Sicherlich gibt es auch Menschen, die sich angegriffen fühlen, wenn man ihnen beim Mau-Mau die "7" reindrückt (zwei Karten ziehen), aber die sind doch eher selten. Steht bei einem Kampf jedoch der leichtgerüstete Krieger alleine in einer Schar von Gegnern, sollte sich der Spieler nicht wundern, wenn sein Charakter die Hauptzielscheibe der feindlichen Angriffe wird oder wenn er einem "made man" vor dessen Gefolgsleuten droht, daß dieser ihm nicht sehr wohlgesonnen sein wird.

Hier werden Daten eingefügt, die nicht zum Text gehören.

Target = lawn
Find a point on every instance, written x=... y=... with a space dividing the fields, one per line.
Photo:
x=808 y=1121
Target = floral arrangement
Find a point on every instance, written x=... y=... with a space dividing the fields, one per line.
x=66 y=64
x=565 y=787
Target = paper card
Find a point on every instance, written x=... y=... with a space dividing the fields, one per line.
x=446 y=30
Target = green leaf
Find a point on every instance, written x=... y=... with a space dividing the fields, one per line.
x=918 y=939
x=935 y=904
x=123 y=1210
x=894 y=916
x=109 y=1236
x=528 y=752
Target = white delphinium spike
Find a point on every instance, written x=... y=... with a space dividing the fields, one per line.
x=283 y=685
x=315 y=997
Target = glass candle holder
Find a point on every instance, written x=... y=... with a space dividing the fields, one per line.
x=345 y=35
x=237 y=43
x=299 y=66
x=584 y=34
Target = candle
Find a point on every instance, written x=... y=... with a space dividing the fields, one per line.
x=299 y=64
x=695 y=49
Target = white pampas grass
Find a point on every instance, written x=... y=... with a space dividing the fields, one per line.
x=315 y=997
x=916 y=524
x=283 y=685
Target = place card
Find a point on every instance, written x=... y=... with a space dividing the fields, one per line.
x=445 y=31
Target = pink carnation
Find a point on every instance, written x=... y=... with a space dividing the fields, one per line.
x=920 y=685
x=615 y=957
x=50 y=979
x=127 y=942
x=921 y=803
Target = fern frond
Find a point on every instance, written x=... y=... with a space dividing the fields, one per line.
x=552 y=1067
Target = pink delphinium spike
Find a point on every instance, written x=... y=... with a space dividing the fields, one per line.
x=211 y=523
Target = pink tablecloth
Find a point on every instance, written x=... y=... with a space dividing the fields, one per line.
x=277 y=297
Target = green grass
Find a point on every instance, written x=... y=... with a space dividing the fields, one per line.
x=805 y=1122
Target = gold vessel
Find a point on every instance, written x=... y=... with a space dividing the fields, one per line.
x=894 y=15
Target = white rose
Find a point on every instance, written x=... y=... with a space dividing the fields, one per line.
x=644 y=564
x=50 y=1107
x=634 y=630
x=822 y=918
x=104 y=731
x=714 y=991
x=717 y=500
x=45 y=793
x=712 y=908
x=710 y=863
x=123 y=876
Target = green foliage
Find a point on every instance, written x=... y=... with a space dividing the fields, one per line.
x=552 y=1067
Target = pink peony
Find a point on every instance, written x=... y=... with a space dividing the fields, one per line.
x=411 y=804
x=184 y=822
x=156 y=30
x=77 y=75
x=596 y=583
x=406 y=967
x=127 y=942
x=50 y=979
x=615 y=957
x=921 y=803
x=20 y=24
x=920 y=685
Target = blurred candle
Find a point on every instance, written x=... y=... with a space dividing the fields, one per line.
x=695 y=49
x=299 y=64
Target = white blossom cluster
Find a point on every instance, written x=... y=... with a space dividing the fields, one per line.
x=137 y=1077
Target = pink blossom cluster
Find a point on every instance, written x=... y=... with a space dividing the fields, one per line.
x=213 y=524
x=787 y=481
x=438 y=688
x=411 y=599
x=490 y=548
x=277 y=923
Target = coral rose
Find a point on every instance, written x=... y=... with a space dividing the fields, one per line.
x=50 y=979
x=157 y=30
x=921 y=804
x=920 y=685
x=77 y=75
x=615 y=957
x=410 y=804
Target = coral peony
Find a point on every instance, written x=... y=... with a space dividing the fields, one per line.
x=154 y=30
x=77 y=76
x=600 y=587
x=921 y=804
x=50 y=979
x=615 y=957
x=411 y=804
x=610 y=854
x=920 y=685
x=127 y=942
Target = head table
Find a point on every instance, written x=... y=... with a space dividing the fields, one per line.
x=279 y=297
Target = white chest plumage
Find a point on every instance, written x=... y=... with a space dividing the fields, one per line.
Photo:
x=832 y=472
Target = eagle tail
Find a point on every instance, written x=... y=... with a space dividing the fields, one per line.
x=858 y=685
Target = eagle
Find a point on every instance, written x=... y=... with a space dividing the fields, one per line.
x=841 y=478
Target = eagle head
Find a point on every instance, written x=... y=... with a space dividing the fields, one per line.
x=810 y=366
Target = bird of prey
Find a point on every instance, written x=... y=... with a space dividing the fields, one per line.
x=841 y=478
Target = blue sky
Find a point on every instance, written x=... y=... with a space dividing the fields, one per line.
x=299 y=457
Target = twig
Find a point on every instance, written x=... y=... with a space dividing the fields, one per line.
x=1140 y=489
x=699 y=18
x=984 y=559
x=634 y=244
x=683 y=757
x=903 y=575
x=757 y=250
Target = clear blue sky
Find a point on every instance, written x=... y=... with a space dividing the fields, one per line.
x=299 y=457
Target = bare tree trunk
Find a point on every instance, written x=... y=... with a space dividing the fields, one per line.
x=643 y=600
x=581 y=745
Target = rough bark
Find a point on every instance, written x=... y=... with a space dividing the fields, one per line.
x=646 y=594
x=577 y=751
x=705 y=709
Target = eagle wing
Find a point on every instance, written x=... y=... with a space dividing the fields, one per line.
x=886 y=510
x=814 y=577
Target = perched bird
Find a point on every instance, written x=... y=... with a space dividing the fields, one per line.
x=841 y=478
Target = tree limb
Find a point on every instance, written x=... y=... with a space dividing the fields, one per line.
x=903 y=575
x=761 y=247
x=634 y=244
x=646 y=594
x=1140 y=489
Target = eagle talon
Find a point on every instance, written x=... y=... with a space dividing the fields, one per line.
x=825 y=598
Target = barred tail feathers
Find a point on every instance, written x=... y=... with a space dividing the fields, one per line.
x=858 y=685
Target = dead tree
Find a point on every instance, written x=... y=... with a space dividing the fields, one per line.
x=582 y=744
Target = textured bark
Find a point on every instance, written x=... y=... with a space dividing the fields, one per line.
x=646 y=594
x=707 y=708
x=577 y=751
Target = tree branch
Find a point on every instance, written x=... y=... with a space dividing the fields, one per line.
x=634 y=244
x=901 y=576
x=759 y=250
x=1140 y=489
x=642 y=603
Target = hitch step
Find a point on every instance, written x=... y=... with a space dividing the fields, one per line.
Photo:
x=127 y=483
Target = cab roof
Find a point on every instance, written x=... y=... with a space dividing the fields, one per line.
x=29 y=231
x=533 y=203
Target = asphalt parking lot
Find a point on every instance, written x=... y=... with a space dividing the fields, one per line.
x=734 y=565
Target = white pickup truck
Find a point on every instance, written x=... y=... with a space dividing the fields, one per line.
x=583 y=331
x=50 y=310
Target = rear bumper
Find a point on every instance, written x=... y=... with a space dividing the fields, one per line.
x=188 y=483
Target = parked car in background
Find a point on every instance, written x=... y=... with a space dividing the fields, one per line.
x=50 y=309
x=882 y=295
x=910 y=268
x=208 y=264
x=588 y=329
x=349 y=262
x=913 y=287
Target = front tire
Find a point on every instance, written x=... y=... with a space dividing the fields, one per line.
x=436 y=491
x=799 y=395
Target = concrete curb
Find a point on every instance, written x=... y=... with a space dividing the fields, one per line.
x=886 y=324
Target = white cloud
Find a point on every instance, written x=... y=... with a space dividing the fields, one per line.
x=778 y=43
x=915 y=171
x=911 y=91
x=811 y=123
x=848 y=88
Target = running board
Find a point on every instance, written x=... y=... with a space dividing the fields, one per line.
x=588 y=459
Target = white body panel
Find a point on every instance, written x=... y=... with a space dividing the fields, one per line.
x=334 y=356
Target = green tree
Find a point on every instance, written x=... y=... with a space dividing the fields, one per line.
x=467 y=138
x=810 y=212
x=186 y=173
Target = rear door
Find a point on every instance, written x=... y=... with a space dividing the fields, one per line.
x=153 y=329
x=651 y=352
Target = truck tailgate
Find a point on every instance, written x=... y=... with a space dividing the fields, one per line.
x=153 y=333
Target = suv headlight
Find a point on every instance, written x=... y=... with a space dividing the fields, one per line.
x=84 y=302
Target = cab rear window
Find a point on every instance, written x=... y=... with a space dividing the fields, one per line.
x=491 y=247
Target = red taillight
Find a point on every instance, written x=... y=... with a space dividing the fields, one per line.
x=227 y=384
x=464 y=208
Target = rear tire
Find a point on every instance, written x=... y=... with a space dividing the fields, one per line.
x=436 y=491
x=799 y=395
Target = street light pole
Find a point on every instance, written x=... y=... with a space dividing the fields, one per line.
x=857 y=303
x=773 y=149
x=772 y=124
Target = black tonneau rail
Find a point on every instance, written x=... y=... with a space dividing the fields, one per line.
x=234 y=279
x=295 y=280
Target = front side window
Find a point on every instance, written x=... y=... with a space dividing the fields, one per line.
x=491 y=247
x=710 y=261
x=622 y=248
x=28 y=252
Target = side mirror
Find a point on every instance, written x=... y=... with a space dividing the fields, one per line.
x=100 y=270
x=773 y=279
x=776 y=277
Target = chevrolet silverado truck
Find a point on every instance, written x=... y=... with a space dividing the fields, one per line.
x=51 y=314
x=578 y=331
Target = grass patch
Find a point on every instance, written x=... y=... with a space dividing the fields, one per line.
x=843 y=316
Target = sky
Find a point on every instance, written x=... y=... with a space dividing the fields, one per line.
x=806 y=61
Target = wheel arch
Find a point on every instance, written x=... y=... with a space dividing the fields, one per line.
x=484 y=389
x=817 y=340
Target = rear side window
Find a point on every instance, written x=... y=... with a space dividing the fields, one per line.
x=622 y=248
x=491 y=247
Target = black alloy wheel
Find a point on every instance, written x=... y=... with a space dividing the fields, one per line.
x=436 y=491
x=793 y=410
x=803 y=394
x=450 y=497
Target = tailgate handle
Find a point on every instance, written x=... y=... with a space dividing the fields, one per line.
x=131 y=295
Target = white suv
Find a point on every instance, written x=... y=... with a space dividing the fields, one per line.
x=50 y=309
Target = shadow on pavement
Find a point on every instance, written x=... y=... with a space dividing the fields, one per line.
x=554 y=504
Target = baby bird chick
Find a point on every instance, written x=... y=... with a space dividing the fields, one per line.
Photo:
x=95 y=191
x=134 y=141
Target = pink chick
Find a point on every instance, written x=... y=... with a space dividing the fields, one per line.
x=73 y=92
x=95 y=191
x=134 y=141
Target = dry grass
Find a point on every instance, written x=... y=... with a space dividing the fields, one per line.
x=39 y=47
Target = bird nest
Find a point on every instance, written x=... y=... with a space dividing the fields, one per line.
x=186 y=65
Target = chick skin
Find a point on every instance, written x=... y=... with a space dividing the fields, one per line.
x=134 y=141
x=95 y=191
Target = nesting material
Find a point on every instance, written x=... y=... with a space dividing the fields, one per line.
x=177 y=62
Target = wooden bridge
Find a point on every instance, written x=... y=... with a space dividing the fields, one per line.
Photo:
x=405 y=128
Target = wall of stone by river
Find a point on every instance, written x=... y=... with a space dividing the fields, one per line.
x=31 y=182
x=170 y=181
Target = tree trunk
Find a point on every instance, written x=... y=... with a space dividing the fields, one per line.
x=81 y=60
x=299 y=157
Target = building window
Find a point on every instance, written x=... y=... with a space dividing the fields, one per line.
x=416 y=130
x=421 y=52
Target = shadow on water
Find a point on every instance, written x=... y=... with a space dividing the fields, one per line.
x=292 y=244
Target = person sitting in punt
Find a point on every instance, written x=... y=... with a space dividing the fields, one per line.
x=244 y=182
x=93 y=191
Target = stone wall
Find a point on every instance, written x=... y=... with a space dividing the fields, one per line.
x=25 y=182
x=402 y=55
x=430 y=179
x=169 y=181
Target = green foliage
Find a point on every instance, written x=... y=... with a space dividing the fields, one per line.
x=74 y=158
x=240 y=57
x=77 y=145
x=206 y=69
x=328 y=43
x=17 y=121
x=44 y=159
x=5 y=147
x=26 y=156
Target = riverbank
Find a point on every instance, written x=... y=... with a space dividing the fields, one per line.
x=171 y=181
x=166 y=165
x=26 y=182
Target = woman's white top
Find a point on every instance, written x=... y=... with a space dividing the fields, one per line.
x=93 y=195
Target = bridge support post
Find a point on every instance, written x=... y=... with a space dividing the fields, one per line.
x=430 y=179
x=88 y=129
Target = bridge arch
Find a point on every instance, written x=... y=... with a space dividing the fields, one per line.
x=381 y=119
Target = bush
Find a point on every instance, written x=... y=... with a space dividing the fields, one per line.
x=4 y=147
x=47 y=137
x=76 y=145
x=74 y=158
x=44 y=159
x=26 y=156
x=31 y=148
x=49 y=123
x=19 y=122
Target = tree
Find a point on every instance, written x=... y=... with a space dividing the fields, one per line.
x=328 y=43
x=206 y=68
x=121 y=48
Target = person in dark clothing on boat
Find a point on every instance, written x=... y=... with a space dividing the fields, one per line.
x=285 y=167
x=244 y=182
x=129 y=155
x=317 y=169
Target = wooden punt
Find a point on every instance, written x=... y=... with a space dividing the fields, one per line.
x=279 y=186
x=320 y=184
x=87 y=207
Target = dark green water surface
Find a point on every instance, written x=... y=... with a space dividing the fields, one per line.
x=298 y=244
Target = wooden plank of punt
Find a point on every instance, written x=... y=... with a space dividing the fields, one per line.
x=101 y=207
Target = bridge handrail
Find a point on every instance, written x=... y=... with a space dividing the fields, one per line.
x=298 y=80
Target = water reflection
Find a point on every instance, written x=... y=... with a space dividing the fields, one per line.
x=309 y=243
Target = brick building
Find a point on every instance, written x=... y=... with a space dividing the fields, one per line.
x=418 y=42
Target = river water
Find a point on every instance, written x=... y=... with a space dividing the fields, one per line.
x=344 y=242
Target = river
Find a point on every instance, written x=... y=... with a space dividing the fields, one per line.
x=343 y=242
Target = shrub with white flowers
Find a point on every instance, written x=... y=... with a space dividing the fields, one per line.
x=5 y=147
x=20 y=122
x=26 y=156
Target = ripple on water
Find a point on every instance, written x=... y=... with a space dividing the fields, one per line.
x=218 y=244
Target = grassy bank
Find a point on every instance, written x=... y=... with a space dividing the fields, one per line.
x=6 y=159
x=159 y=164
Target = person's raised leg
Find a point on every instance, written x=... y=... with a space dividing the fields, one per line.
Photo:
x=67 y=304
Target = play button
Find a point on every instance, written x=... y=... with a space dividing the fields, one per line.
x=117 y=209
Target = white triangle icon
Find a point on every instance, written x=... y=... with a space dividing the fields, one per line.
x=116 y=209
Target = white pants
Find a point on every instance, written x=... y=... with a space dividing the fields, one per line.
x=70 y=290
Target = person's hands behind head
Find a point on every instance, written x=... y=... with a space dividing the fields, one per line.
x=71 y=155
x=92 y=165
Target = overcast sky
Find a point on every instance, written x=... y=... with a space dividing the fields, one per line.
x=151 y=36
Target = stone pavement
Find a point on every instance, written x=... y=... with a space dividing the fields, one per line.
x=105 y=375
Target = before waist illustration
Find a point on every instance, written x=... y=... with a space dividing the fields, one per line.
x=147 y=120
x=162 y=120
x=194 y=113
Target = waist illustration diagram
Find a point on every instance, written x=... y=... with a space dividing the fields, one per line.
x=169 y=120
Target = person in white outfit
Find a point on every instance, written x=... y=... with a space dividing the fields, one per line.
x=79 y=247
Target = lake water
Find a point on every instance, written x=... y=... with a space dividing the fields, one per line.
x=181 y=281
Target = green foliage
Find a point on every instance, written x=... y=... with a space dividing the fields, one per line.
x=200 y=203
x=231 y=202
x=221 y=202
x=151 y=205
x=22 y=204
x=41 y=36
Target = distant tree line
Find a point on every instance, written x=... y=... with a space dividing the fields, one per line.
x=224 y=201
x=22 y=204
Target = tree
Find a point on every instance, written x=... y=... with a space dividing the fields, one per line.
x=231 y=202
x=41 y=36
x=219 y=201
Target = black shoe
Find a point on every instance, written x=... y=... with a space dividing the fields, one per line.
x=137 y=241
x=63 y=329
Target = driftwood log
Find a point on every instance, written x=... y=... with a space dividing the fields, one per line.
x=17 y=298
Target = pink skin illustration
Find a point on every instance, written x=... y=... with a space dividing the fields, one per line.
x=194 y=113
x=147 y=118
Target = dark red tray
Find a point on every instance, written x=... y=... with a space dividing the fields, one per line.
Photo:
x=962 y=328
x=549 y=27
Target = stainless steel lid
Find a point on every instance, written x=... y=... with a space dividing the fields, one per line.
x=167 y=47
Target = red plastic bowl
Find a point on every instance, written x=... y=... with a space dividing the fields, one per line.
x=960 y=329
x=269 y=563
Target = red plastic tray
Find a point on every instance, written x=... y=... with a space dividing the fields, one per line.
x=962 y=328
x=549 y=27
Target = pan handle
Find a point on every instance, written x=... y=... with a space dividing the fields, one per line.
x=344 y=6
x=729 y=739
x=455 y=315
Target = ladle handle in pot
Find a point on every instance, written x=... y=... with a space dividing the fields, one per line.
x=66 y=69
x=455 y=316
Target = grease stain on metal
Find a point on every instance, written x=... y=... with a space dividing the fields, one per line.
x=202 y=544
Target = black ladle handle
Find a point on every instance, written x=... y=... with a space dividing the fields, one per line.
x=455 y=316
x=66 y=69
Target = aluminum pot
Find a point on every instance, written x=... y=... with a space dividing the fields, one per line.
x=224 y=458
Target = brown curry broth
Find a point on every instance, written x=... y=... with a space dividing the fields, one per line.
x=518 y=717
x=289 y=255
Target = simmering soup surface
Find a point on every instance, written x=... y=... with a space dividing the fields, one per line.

Ein Charakter sollte (von eigen Ausnahmen abgesehen) nicht austauschbar sein (nach dem Charaktertod, einfach neuer Name und weiter geht's), aber die Identifkation darf auch nicht so intensiv werden, daß der Spieler nicht mehr zwischen Spiel und "Realität" unterscheiden kann.
Und da muß ich leider feststellen, daß es doch genügend Spieler gibt, die mit dieser Trennung ein erhebliches Problem zu haben scheinen, sonst würde es nicht (regelmäßig) solche Diskussionen geben und ich hätte einige Erfahrungen nicht gemacht, bzw. erlebt.